Éviter «une erreur historique»

«C’était clair pour moi, mais c’était aussi clair pour mon équipe, que le tronçon en aérien dans le centre-ville c’était une erreur historique qu’il fallait absolument éviter de faire», a déclaré Valérie Plante.

«Malgré tout le travail qui avait été fait par la CDPQ Infra, l’acceptabilité sociale n’était pas entièrement au rendez-vous et quand on fait du transport collectif, il faut absolument avoir cette acceptabilité», a-t-elle ajouté.

«Le tronçon au centre-ville, passé Dickson, n’a pas d’acceptabilité sociale. Il y a même des inquiétudes sur l’impact que ça aurait entre autres sur la beauté de la ville», a reconnu de son côté le premier ministre Legault.

Le REM de l’Est sera ainsi arrimé au métro, une décision qui fait en sorte que le projet ne cadre plus avec le montage financier de la filiale CDPQ Infra de la Caisse. 

Dans cette optique, Mme Plante a ajouté que la ligne verte du métro sera bonifiée et que des trains y seront ajoutés afin de pouvoir desservir une clientèle gonflée par l’ajout de passagers de l’Est de la métropole.

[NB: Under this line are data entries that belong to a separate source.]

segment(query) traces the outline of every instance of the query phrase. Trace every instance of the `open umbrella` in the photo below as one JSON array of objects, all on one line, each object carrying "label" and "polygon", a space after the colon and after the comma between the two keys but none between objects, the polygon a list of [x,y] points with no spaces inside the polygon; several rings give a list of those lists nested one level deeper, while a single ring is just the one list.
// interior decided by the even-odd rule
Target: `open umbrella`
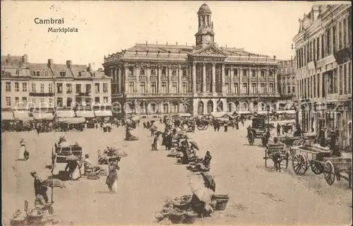
[{"label": "open umbrella", "polygon": [[202,177],[203,177],[203,180],[210,185],[210,189],[211,189],[213,191],[215,191],[216,183],[215,182],[213,176],[212,176],[209,172],[202,172],[201,174]]},{"label": "open umbrella", "polygon": [[115,149],[113,152],[114,155],[116,155],[116,156],[119,157],[127,157],[128,154],[125,150],[123,150],[121,149]]},{"label": "open umbrella", "polygon": [[78,160],[78,157],[71,155],[66,157],[66,161],[76,161]]},{"label": "open umbrella", "polygon": [[211,202],[211,198],[215,194],[213,191],[206,187],[194,191],[193,193],[198,197],[200,201],[205,203],[210,203]]},{"label": "open umbrella", "polygon": [[62,181],[55,178],[48,178],[43,182],[42,182],[41,185],[42,186],[49,186],[51,188],[53,187],[61,188],[61,189],[66,188]]},{"label": "open umbrella", "polygon": [[197,149],[198,150],[200,149],[200,148],[198,147],[198,145],[197,144],[196,142],[192,141],[190,141],[190,143],[191,144],[191,147],[193,147],[194,148]]}]

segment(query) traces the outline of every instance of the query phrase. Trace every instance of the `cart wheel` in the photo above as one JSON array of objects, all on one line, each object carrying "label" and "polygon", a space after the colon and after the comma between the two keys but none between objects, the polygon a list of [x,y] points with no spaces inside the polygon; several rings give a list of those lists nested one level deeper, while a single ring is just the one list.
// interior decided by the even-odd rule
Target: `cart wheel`
[{"label": "cart wheel", "polygon": [[323,167],[321,163],[318,162],[310,162],[310,168],[311,171],[316,175],[319,175],[323,172]]},{"label": "cart wheel", "polygon": [[327,161],[325,163],[325,170],[323,170],[323,177],[328,185],[333,185],[335,182],[335,167],[331,161]]},{"label": "cart wheel", "polygon": [[297,175],[301,176],[308,170],[306,157],[302,153],[295,154],[292,160],[292,164]]}]

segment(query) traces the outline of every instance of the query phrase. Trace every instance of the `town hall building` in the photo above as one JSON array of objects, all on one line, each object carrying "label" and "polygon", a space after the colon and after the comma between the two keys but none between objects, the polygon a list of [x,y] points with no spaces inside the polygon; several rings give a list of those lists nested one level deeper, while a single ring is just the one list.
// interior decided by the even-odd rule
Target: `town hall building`
[{"label": "town hall building", "polygon": [[126,113],[142,114],[246,114],[277,101],[275,56],[219,47],[208,6],[197,14],[196,45],[146,42],[104,56],[116,111],[124,105]]}]

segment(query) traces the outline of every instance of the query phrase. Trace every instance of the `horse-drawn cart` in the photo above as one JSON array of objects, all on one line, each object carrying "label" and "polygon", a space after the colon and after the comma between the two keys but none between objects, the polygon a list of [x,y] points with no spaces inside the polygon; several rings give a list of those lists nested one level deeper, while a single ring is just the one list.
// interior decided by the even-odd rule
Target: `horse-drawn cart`
[{"label": "horse-drawn cart", "polygon": [[281,171],[280,164],[282,160],[286,160],[286,169],[288,167],[289,153],[282,143],[268,143],[265,149],[265,167],[267,167],[267,160],[272,159],[275,163],[276,171]]},{"label": "horse-drawn cart", "polygon": [[304,174],[310,167],[315,174],[323,173],[329,185],[333,184],[336,178],[337,180],[343,178],[352,188],[352,158],[333,156],[328,148],[316,145],[301,145],[293,150],[294,155],[292,161],[296,174]]}]

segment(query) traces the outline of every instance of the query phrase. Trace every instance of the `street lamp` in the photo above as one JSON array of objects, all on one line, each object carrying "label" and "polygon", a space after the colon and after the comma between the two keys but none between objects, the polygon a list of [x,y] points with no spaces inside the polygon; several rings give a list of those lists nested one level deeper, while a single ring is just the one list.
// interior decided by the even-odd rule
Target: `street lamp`
[{"label": "street lamp", "polygon": [[266,106],[267,110],[267,131],[270,132],[270,105]]}]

Jusqu’à Laval et Lanaudière

Plus encore, M. Legault et Mme Plante ont fait part de leur intention de prolonger le REM au nord vers Laval et plus loin à l’est, vers Lanaudière, une région où l’offre de transport en commun est nettement insuffisante.

«C’est quelque chose qui est demandé par les maires de Lanaudière», a mentionné le premier ministre, dont la circonscription de l’Assomption se situe dans cette région.

La Caisse de dépôt estimait que le retrait du tronçon vers le centre-ville entraînerait une perte de rentabilité et que, dans ces conditions, elle ne pouvait poursuivre le projet. «En enlevant le bout du centre-ville et en proposant d’autres changements, eux ne veulent pas poursuivre dans le projet et je les comprends», a avancé François Legault.

La reprise de la maîtrise d’oeuvre du projet par Québec et Montréal ravit Valérie Plante, qui réclamait depuis le début que Montréal ait son mot à dire. «Quand on veut, on peut et c’est ça qui se passe ce matin», a lancé la mairesse, rappelant du même souffle que son administration est «engagée à livrer le meilleur projet possible, le meilleur REM de l’Est».

Beaucoup de questions, peu de réponses

L’annonce de lundi soulève davantage de questions qu’elle n’offre de réponses. L’échéancier de 2029 ne tient plus la route et un nouvel échéancier devra être élaboré. Le budget de 10 milliards $ prévu par la Caisse de dépôt ne tient évidemment plus la route: d’une part, des économies seront générées par l’abandon du tronçon entre le centre-ville et la rue Dickson; d’autre part, l’ajout de tronçons vers Laval et  Lanaudière ajoutera des sommes qui restent à être déterminées.

Par ailleurs, bien que la nouvelle mouture du projet soit basée sur le travail déjà accompli par CDPQ Infra et utilisera la même technologie, on ne sait pas encore si un nouveau centre d’entretien sera construit dans l’Est de Montréal. L’absence de lien avec l’autre réseau du REM rendra en effet difficile, voire impossible, l’entretien des wagons au centre de Brossard.

Transfert vers le secteur public

La direction du projet sera donc confiée à une équipe formée du ministère des Transports du Québec, de la Ville de Montréal et de la Société de transport en collaboration avec l’Autorité régionale de transport métropolitain.

L’avancement du projet sera surveillé de près. CDPQ Infra complétera en un temps inédit toute la première portion du projet alors que les pouvoirs publics se sont montrés particulièrement lents à réaliser des projets de transport en commun sur l’Île de Montréal, notamment dans le cas du SRB Pie IX et du prolongement de la ligne bleue du métro.

François Legault et Valérie Plante ont cependant tous deux insisté sur le fait qu’ils ne seront pas patients face aux délais habituels que connaissent les projets de transport en commun de cette envergure lorsqu’ils sont réalisés par les pouvoirs publics.

«Je veux être très clair: dans le passé, il y a eu toutes sortes d’excuses qui ont été utilisées pour retarder les projets. Les gens qui me connaissent savent que je n’ai pas beaucoup de patience et je veux que ce projet-là se réalise le plus vite possible», a déclaré François Legault, promettant de «mettre de la pression» pour éviter que le projet demeure en suspens.